An 8-litre cylinder contains a mixture of oxygen and nitrogen, the volume of oxygen being 16% of total volume. A few litres of the mixture is released and an equal amount of nitrogen is added. Then the same amount of the mixture as before is released and replaced by nitrogen for the second time. As result, the oxygen content becomes 9% of total volume. How many litres of mixture is released each time?

• A. 7 litres
• B. 5 litres
• C. 2 litres
• D. None of these

Hint:

Use the concept of percentage decrease for such problems, where the mixture is replaced in steps.

Answer 1

The Correct Option is C

Let the amount of mixture released each time be \( x \) litres. The total volume of the cylinder is 8 litres, and initially, the oxygen content is 16% of the total volume. Therefore, the initial volume of oxygen is: \[ \text{Initial oxygen volume} = \frac{16}{100} \times 8 = 1.28 \text{ litres} \] When \( x \) litres of the mixture is released, the volume of oxygen is reduced, and an equal amount of nitrogen is added. After the first replacement, the volume of oxygen left is: \[ \text{Oxygen volume after first replacement} = \left( 1 - \frac{x}{8} \right) \times 1.28 \] Now, the same amount of the mixture is removed again. After the second replacement, the volume of oxygen is reduced further, and the volume of oxygen left becomes 9% of the total volume.
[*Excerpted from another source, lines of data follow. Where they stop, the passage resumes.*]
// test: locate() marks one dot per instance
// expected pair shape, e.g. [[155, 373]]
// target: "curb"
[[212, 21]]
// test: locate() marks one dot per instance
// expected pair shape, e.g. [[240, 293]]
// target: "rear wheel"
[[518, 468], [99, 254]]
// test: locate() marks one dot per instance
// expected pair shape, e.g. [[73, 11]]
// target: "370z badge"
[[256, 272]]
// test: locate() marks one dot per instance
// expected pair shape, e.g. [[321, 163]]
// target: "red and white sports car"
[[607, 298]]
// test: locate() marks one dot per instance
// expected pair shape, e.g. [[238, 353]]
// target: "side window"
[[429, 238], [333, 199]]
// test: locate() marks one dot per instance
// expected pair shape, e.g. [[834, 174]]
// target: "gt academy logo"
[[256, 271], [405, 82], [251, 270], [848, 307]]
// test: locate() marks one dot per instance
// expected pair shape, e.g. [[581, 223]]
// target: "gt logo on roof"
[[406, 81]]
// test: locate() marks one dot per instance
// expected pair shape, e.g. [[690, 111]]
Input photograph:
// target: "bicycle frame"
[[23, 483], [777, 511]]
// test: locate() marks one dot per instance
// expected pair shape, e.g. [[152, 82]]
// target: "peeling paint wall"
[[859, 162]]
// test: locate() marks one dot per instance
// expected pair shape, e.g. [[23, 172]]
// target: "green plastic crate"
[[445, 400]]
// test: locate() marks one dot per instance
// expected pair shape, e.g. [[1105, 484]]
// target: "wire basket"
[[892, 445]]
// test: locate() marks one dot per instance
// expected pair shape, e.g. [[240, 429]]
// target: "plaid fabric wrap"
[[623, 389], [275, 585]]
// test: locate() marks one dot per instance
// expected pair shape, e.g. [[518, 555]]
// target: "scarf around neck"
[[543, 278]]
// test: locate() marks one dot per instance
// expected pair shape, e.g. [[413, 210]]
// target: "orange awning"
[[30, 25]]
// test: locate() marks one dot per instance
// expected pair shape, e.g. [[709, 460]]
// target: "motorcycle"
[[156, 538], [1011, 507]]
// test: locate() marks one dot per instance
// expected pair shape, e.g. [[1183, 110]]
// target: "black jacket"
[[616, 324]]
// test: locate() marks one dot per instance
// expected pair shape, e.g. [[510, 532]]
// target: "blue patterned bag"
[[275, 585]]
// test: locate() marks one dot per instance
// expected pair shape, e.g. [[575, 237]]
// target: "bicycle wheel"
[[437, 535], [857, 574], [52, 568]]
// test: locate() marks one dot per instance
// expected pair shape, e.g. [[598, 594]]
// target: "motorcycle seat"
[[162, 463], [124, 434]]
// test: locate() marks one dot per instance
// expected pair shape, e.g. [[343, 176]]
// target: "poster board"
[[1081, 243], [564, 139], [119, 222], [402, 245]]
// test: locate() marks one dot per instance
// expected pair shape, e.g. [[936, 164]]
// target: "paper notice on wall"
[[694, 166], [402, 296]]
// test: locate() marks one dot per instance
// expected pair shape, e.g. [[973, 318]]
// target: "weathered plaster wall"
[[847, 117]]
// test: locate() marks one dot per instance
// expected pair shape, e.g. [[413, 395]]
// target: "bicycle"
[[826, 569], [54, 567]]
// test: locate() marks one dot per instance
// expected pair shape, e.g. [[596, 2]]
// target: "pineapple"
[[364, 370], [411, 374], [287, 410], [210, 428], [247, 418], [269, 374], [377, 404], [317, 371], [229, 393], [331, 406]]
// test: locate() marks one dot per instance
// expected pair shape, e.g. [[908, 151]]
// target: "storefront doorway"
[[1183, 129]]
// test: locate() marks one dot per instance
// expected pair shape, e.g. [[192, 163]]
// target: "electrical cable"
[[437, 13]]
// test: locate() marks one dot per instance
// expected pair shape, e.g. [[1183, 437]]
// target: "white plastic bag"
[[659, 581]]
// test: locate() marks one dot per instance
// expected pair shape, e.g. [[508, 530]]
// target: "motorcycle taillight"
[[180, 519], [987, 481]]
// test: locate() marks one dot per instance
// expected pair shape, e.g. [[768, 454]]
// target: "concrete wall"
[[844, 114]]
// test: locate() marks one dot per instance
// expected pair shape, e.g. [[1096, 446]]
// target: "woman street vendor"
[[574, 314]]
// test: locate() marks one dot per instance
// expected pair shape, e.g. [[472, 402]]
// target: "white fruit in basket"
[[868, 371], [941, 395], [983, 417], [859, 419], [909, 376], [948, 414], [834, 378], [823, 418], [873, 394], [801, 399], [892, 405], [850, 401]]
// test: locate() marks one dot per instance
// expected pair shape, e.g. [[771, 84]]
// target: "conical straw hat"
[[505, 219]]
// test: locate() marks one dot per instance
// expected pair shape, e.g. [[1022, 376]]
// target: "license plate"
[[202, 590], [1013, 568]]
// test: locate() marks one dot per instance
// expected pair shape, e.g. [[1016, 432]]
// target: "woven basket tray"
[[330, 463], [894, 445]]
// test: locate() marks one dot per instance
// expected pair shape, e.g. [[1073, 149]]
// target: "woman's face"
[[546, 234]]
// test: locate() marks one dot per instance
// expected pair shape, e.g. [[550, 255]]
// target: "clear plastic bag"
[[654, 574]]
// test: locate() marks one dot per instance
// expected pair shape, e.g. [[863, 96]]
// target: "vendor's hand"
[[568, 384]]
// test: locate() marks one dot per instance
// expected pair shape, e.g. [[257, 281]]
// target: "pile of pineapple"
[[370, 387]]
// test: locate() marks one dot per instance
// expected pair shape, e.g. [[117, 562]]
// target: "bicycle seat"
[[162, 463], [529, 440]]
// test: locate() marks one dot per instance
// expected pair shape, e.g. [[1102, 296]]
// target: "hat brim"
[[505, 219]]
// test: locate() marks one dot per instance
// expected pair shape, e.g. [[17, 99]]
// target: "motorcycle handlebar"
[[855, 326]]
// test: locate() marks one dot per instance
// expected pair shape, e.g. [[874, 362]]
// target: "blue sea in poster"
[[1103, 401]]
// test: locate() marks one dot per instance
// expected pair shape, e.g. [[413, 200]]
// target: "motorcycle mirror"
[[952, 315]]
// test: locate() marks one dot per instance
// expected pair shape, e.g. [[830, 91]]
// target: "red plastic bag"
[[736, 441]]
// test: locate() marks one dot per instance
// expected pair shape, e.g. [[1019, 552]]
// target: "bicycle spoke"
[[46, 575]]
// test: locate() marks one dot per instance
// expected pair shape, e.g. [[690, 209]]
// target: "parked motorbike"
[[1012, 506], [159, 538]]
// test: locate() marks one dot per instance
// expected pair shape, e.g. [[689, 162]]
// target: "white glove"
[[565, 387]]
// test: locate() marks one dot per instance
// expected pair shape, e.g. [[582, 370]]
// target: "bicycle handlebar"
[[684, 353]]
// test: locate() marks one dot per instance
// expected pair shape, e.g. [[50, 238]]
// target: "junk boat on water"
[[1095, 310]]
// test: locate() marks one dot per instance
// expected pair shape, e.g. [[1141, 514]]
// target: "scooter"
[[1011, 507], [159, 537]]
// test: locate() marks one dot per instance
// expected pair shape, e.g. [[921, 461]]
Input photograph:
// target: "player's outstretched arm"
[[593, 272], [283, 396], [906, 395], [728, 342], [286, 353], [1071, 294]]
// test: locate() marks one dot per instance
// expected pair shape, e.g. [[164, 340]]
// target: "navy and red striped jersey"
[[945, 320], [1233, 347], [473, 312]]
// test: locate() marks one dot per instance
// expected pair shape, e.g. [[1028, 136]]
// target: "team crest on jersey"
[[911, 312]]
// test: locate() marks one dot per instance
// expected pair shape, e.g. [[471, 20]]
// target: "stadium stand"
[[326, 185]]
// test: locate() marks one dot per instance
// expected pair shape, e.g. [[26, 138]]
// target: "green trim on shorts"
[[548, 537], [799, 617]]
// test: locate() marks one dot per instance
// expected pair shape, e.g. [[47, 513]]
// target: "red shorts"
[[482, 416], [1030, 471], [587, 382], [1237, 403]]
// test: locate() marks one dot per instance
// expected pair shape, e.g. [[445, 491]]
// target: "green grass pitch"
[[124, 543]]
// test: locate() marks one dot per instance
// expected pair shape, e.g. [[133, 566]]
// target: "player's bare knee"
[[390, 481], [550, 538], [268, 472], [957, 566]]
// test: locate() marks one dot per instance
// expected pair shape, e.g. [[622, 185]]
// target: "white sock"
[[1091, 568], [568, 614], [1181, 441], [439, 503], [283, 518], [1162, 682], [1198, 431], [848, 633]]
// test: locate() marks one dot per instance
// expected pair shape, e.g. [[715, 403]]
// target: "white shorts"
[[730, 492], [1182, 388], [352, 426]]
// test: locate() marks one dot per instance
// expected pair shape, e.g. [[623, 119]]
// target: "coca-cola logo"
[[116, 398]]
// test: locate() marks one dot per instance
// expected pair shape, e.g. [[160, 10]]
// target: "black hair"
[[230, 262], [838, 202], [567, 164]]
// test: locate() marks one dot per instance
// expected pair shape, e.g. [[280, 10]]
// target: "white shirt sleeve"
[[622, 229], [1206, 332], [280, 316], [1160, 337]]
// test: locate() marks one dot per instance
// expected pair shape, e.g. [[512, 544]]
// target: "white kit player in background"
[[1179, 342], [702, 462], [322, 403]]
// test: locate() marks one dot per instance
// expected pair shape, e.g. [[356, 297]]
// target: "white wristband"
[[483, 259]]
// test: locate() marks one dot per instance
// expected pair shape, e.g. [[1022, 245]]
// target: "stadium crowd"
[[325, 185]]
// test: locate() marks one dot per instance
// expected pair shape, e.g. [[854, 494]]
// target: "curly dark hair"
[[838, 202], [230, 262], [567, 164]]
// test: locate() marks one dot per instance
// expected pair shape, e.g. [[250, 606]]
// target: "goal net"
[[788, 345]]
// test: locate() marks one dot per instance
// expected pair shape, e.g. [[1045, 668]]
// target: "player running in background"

Therefore: \[ \text{Final oxygen volume} = \frac{9}{100} \times 8 = 0.72 \text{ litres} \] Using the formula for the oxygen volume after both replacements, we get: \[ \left( 1 - \frac{x}{8} \right)^2 \times 1.28 = 0.72 \] Solving this equation: \[ \left( 1 - \frac{x}{8} \right)^2 = \frac{0.72}{1.28} = \frac{9}{16} \] \[ 1 - \frac{x}{8} = \frac{3}{4} \] \[ \frac{x}{8} = \frac{1}{4} \] \[ x = 2 \text{ litres} \] Thus, the amount of mixture released each time is \( 2 \) litres.